Why do people talk up South Florida as some type of great team. They mention their win over Auburn, but Auburn was overrated at the beginning of the season. They barely beat a weak K State team at home. Then the week after beating USF, they lost to Miss St. at home. No one props up Miss. St. for their win over Auburn, but act like USF is a legit team for beating Auburn.

6
by Pat (not verified) :: Mon, 01/14/2008 - 8:33pm

One thing I'd like to see is an explanation of the difference between AOE/ADE and FEI. It's apparently all in the "weighting of games vs strong/weak opponents," but I really have trouble understanding how that can be determined empirically, rather than ad hoc.

Also, why isn't AOE/ADE weighted just like FEI? If there's some value to weighting like that, why isn't it done for AOE/ADE? As it is, right now, there's no way to really understand why, for instance, Kansas is ranked below Oregon State, Arizona State, Cincinnati, Auburn, or even the much-maligned South Florida. Kansas has a better AOE and ADE than each of those teams.

So why is Kansas ranked worse? No clue.

7
by Roscoe (not verified) :: Mon, 01/14/2008 - 9:35pm

4 - LSU's last touchdown wasn't in "garbage time" because OSU was doing everything it could to stop it. OSU's last touchdown was against a lot of second teamers.

8
by Pat (not verified) :: Mon, 01/14/2008 - 11:36pm

4 - LSU’s last touchdown wasn’t in “garbage time” because OSU was doing everything it could to stop it.

Yes, but I highly doubt Brian watches every game to determine whether or not the teams were trying hard.

9
by Nafe (not verified) :: Tue, 01/15/2008 - 8:13pm

Why no App. State over Michigan in the biggest upset in 07??

10
by vijay (not verified) :: Tue, 01/15/2008 - 8:23pm

Re #9: I believe he only puts this together for D-IA teams (or whatever the new name is). And since App. State is a I-AA school, they don't have an FEI and thus can't calculate a FEI Delta.

11
by kibbles (not verified) :: Wed, 01/16/2008 - 5:53am

In response to #9, here's a quote from the article: Only FBS results are included, so the Wolverines (and the other eight victims of FCS upsets) are off the hook.

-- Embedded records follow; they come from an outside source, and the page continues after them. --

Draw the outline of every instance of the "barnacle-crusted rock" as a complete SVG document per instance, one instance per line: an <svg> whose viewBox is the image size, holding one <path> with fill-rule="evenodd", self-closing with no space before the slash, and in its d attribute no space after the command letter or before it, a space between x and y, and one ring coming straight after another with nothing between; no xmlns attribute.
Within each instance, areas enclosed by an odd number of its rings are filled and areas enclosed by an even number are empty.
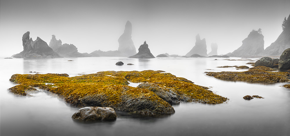
<svg viewBox="0 0 290 136"><path fill-rule="evenodd" d="M72 105L108 107L115 110L148 115L170 114L175 112L166 102L170 102L166 99L168 97L159 96L166 96L162 93L167 94L173 102L216 104L228 100L214 94L207 87L195 85L170 73L162 73L164 72L108 71L70 77L65 74L15 74L10 80L39 87L59 94ZM128 85L127 80L135 83L151 83L148 87L156 87L161 91L155 93L149 88L131 87Z"/></svg>
<svg viewBox="0 0 290 136"><path fill-rule="evenodd" d="M246 95L243 97L243 98L245 100L250 100L254 99L254 98L249 95Z"/></svg>
<svg viewBox="0 0 290 136"><path fill-rule="evenodd" d="M28 85L22 84L18 85L8 89L9 91L15 94L26 96L27 92L36 92L38 91L36 89Z"/></svg>
<svg viewBox="0 0 290 136"><path fill-rule="evenodd" d="M220 79L253 83L283 82L290 81L287 77L290 74L286 72L273 72L256 69L249 69L243 72L206 72L206 75Z"/></svg>
<svg viewBox="0 0 290 136"><path fill-rule="evenodd" d="M110 107L86 107L74 113L72 118L77 121L93 122L112 121L117 118L115 110Z"/></svg>

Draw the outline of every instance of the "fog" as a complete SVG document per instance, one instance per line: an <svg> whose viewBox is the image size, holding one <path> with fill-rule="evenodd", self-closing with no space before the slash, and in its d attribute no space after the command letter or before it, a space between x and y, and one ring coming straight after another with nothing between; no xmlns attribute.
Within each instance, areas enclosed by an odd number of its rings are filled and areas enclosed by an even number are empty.
<svg viewBox="0 0 290 136"><path fill-rule="evenodd" d="M155 56L185 55L198 33L206 39L208 53L217 43L218 53L226 54L259 28L266 48L282 32L289 7L289 0L1 0L0 56L22 51L28 31L33 40L38 37L48 44L55 35L82 53L117 50L127 20L136 49L146 40Z"/></svg>

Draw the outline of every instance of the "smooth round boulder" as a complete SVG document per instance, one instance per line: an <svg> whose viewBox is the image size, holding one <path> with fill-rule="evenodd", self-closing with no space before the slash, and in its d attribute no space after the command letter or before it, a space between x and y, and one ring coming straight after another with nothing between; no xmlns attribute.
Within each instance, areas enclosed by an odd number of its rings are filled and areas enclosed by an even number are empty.
<svg viewBox="0 0 290 136"><path fill-rule="evenodd" d="M110 107L86 107L74 113L72 118L80 121L112 121L117 118L115 110Z"/></svg>
<svg viewBox="0 0 290 136"><path fill-rule="evenodd" d="M124 63L122 61L119 61L116 63L116 65L118 66L122 66L124 65Z"/></svg>
<svg viewBox="0 0 290 136"><path fill-rule="evenodd" d="M166 55L165 54L159 54L158 55L157 55L157 56L156 56L156 57L168 57L168 56L166 56Z"/></svg>
<svg viewBox="0 0 290 136"><path fill-rule="evenodd" d="M290 48L288 48L283 52L280 56L278 67L280 71L290 69Z"/></svg>
<svg viewBox="0 0 290 136"><path fill-rule="evenodd" d="M258 60L255 63L255 67L259 66L272 67L273 66L273 60L271 58L265 57Z"/></svg>

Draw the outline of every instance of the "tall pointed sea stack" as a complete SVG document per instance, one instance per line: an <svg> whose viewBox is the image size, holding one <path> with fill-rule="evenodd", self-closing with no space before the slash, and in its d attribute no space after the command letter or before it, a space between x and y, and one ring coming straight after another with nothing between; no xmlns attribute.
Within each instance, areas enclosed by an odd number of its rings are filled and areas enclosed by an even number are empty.
<svg viewBox="0 0 290 136"><path fill-rule="evenodd" d="M211 43L211 51L209 53L209 56L217 55L217 44L216 43Z"/></svg>
<svg viewBox="0 0 290 136"><path fill-rule="evenodd" d="M150 52L150 50L148 48L148 44L146 43L146 41L144 42L144 44L140 46L138 50L139 51L138 53L128 58L155 58Z"/></svg>
<svg viewBox="0 0 290 136"><path fill-rule="evenodd" d="M200 37L199 34L197 34L195 36L195 45L192 48L185 56L189 57L193 54L197 54L202 56L207 56L206 50L206 43L205 42L205 38L200 40Z"/></svg>
<svg viewBox="0 0 290 136"><path fill-rule="evenodd" d="M226 55L230 57L254 57L264 51L264 36L257 31L252 31L242 42L238 49Z"/></svg>
<svg viewBox="0 0 290 136"><path fill-rule="evenodd" d="M280 56L286 49L290 48L290 15L286 22L284 30L274 42L261 53L263 56Z"/></svg>
<svg viewBox="0 0 290 136"><path fill-rule="evenodd" d="M132 24L128 21L125 25L124 33L118 40L119 42L119 48L118 51L121 53L131 56L136 54L136 48L131 39L132 36Z"/></svg>
<svg viewBox="0 0 290 136"><path fill-rule="evenodd" d="M30 38L29 32L22 37L23 51L13 56L17 58L59 58L59 55L53 51L46 42L37 37L35 41Z"/></svg>

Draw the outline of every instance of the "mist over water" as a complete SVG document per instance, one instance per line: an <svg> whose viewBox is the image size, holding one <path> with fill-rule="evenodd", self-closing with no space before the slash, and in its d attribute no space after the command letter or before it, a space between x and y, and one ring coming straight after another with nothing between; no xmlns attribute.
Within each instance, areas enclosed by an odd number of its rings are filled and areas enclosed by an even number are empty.
<svg viewBox="0 0 290 136"><path fill-rule="evenodd" d="M215 58L217 60L214 60ZM256 60L258 58L249 59ZM290 90L280 86L289 83L250 83L218 80L205 71L243 71L224 66L249 65L249 60L223 58L122 57L50 59L0 59L1 135L287 135L290 134ZM231 59L248 59L240 58ZM73 61L68 61L72 60ZM115 64L122 61L124 65ZM132 63L134 65L127 65ZM81 123L71 116L79 108L72 107L57 95L39 90L32 97L17 96L7 89L15 74L66 73L70 76L108 70L161 70L209 87L229 99L211 105L182 103L173 105L175 114L155 117L118 112L115 121ZM244 99L246 95L264 99Z"/></svg>

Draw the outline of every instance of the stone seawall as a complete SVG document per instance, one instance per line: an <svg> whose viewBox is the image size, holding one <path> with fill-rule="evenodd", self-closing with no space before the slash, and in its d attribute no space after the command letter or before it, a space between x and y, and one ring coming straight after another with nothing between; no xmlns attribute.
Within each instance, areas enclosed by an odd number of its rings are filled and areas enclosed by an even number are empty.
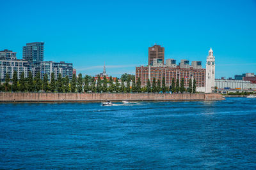
<svg viewBox="0 0 256 170"><path fill-rule="evenodd" d="M0 93L0 102L99 102L120 101L219 101L215 94Z"/></svg>

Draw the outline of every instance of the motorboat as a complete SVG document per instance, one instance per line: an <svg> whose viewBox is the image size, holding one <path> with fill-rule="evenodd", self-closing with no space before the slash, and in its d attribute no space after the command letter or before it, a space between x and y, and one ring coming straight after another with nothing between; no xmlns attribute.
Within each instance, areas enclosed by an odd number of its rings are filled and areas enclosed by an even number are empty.
<svg viewBox="0 0 256 170"><path fill-rule="evenodd" d="M130 103L129 101L122 101L122 103L123 103L123 104L125 104Z"/></svg>
<svg viewBox="0 0 256 170"><path fill-rule="evenodd" d="M256 96L250 94L246 97L247 98L256 98Z"/></svg>
<svg viewBox="0 0 256 170"><path fill-rule="evenodd" d="M111 101L108 101L106 102L102 102L101 103L101 105L102 106L113 106L113 104L112 104Z"/></svg>

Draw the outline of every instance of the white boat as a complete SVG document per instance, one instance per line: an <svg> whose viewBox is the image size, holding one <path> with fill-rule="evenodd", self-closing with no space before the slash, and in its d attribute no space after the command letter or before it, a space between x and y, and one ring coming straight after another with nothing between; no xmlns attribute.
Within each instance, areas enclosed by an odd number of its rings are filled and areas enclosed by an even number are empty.
<svg viewBox="0 0 256 170"><path fill-rule="evenodd" d="M129 102L129 101L122 101L122 103L123 103L123 104L129 104L130 103Z"/></svg>
<svg viewBox="0 0 256 170"><path fill-rule="evenodd" d="M101 103L102 106L113 106L112 102L111 101L106 101L106 102L102 102Z"/></svg>
<svg viewBox="0 0 256 170"><path fill-rule="evenodd" d="M246 97L247 98L256 98L256 96L250 94L250 96Z"/></svg>

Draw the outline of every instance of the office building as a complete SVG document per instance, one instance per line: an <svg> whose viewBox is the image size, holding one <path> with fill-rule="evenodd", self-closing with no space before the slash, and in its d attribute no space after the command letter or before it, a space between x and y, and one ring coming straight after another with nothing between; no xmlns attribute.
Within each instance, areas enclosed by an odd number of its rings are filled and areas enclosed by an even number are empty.
<svg viewBox="0 0 256 170"><path fill-rule="evenodd" d="M164 48L155 44L148 47L148 66L153 65L154 59L157 59L158 62L164 64Z"/></svg>
<svg viewBox="0 0 256 170"><path fill-rule="evenodd" d="M176 83L177 79L180 80L184 78L184 86L188 88L189 86L189 79L196 80L196 91L205 92L205 87L207 84L208 91L211 93L214 90L215 78L215 57L213 56L212 50L209 51L209 56L207 58L207 66L206 69L202 68L201 61L192 61L189 65L188 60L181 60L179 64L177 65L176 60L173 59L167 59L166 64L157 61L158 59L153 59L152 65L147 66L136 67L136 81L140 78L141 87L147 85L148 80L150 84L152 84L153 78L155 78L156 81L160 80L162 82L163 78L165 78L166 86L171 86L172 79L174 78ZM209 73L206 78L206 73ZM211 74L210 74L211 73Z"/></svg>
<svg viewBox="0 0 256 170"><path fill-rule="evenodd" d="M34 76L38 72L40 73L41 78L43 79L45 74L47 74L48 80L50 80L52 73L54 73L56 80L59 73L61 74L63 78L68 76L72 79L73 75L73 64L65 63L65 62L55 62L52 61L43 61L35 62L33 67Z"/></svg>
<svg viewBox="0 0 256 170"><path fill-rule="evenodd" d="M0 51L0 79L2 81L5 80L6 73L12 79L14 71L16 71L19 79L22 72L26 78L31 70L31 66L28 61L17 59L16 52L8 50Z"/></svg>
<svg viewBox="0 0 256 170"><path fill-rule="evenodd" d="M27 43L23 46L22 59L29 62L44 61L44 43L35 42Z"/></svg>
<svg viewBox="0 0 256 170"><path fill-rule="evenodd" d="M13 52L7 49L0 51L0 60L12 60L16 59L16 52Z"/></svg>

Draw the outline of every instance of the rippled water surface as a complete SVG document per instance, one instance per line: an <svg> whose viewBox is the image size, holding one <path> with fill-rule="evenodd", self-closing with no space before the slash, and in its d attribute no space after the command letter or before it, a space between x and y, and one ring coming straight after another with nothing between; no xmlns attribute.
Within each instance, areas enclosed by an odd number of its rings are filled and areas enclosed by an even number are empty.
<svg viewBox="0 0 256 170"><path fill-rule="evenodd" d="M256 99L115 104L0 104L0 168L256 168Z"/></svg>

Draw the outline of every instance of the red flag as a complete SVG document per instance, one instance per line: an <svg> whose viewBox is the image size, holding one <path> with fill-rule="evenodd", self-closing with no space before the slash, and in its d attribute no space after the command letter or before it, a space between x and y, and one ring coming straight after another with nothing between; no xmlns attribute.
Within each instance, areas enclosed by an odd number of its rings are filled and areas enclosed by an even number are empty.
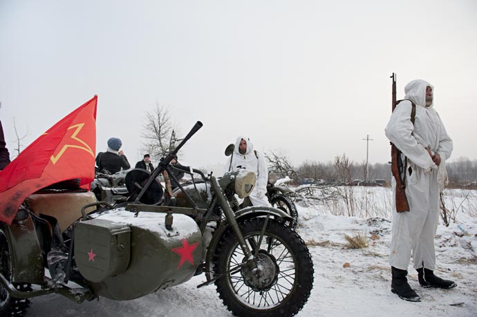
<svg viewBox="0 0 477 317"><path fill-rule="evenodd" d="M53 184L95 177L97 96L58 122L0 171L0 220L12 223L23 201Z"/></svg>

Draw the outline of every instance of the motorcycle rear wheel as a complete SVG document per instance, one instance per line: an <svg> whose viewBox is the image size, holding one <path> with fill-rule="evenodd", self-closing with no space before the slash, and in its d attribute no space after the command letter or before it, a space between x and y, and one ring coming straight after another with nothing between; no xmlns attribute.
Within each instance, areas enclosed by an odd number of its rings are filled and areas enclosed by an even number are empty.
<svg viewBox="0 0 477 317"><path fill-rule="evenodd" d="M11 259L8 239L3 231L0 229L0 273L10 282L12 280ZM15 283L13 285L20 291L32 290L30 284ZM0 286L0 316L25 316L29 307L30 300L11 297L7 290Z"/></svg>
<svg viewBox="0 0 477 317"><path fill-rule="evenodd" d="M270 204L272 206L282 210L290 215L293 218L290 227L292 229L297 227L297 224L298 224L298 211L294 202L290 198L283 194L275 195L272 197Z"/></svg>
<svg viewBox="0 0 477 317"><path fill-rule="evenodd" d="M265 220L255 218L238 224L252 253ZM258 273L243 265L246 259L232 230L221 238L216 251L215 273L228 272L216 280L217 291L234 315L294 316L308 300L313 284L311 256L299 236L283 223L268 220L259 247Z"/></svg>

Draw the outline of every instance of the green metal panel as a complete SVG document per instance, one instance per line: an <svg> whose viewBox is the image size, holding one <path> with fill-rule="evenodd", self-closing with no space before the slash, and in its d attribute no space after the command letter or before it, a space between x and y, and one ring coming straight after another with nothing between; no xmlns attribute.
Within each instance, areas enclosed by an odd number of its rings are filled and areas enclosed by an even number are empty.
<svg viewBox="0 0 477 317"><path fill-rule="evenodd" d="M129 213L133 218L133 213ZM168 231L164 225L165 214L142 212L133 220L140 221L141 216L153 217L158 220L157 225L152 228L128 223L131 228L129 265L115 276L88 282L95 294L117 300L131 300L194 276L203 251L202 236L194 220L174 214L173 230Z"/></svg>
<svg viewBox="0 0 477 317"><path fill-rule="evenodd" d="M129 264L131 229L125 224L93 219L75 224L75 260L80 273L101 282L124 272Z"/></svg>
<svg viewBox="0 0 477 317"><path fill-rule="evenodd" d="M12 282L42 284L43 256L31 216L19 222L14 219L10 226L2 224L2 229L10 243Z"/></svg>

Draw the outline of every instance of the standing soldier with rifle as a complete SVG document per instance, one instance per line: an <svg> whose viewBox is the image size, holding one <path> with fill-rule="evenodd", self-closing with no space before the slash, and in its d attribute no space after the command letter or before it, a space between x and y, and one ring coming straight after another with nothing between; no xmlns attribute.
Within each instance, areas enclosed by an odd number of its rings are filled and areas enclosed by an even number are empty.
<svg viewBox="0 0 477 317"><path fill-rule="evenodd" d="M391 142L395 193L389 261L391 291L404 300L419 302L420 298L406 278L411 251L422 287L450 289L457 285L433 273L439 220L438 174L445 172L453 146L433 108L433 86L424 80L413 80L404 88L405 99L396 102L394 73L392 78L393 113L386 127L386 136Z"/></svg>

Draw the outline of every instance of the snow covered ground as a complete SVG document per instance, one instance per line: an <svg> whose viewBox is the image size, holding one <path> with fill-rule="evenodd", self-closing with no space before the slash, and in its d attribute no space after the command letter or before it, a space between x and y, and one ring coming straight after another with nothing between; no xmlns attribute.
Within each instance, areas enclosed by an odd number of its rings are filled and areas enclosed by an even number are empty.
<svg viewBox="0 0 477 317"><path fill-rule="evenodd" d="M440 224L438 229L436 273L453 280L458 287L448 290L422 288L411 264L409 284L422 302L410 302L390 291L391 222L388 213L391 190L354 190L362 191L353 193L356 214L365 213L368 217L331 214L336 213L336 209L346 209L342 199L337 199L333 208L329 201L317 200L310 200L307 206L297 206L297 231L308 244L315 265L311 296L297 316L477 316L477 191L446 191L446 206L453 210L456 222L449 227ZM363 198L366 198L364 202ZM366 206L364 209L362 206ZM344 234L363 233L368 237L368 247L347 247ZM187 283L130 301L100 298L76 304L59 295L49 295L32 299L27 316L232 316L218 298L215 286L196 287L204 280L203 276L196 276Z"/></svg>

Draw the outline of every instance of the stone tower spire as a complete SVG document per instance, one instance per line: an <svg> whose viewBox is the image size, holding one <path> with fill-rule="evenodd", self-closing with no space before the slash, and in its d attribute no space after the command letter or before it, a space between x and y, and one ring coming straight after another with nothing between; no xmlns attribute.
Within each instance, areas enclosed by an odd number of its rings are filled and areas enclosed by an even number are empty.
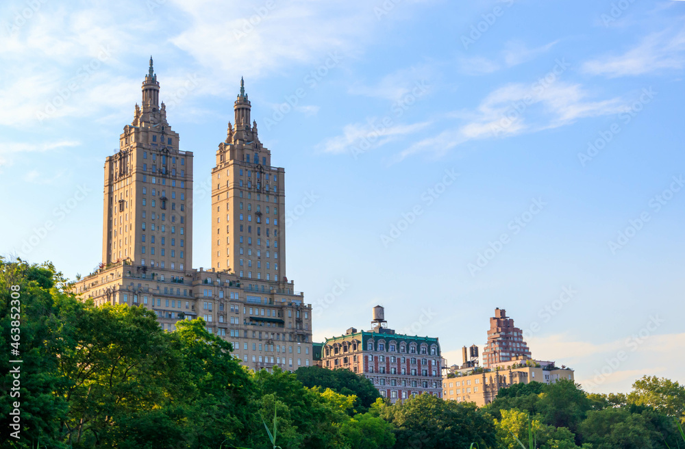
<svg viewBox="0 0 685 449"><path fill-rule="evenodd" d="M152 56L150 56L150 68L145 80L142 81L142 112L151 112L159 110L160 84L152 66Z"/></svg>
<svg viewBox="0 0 685 449"><path fill-rule="evenodd" d="M251 109L247 94L245 94L245 81L240 77L240 94L234 103L233 109L236 114L236 130L249 130L250 110Z"/></svg>

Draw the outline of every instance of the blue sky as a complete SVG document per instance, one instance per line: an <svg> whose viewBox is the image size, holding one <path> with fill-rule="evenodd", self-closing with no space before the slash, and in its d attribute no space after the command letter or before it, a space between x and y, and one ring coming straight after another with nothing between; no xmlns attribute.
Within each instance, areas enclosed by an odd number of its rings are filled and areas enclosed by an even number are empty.
<svg viewBox="0 0 685 449"><path fill-rule="evenodd" d="M460 363L499 307L589 391L682 382L685 1L464 3L3 2L0 252L97 265L151 54L195 154L195 267L244 76L316 339L378 303Z"/></svg>

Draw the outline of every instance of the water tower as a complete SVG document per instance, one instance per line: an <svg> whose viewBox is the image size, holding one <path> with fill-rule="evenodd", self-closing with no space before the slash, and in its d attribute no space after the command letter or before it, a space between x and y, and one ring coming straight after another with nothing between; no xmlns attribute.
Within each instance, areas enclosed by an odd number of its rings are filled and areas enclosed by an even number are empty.
<svg viewBox="0 0 685 449"><path fill-rule="evenodd" d="M388 322L385 320L385 309L382 306L377 305L373 307L373 321L371 321L371 329L388 327Z"/></svg>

Michigan = FBS, Appy State = FCS.

A question for Fremeau- in the years that you have data for, has any AOE even approached Florida's .605 this year? I've been marveling at that number all year, and it just kept getting higher and higher. Scary that Florida's going to be returning almost every key part of that offense next year. If they get even a mediocre defense, they're going to be tough to beat.

12
by Matt (not verified) :: Tue, 01/22/2008 - 9:32pm

Exposing one of the most overrated teams there is. Texas Longhorns.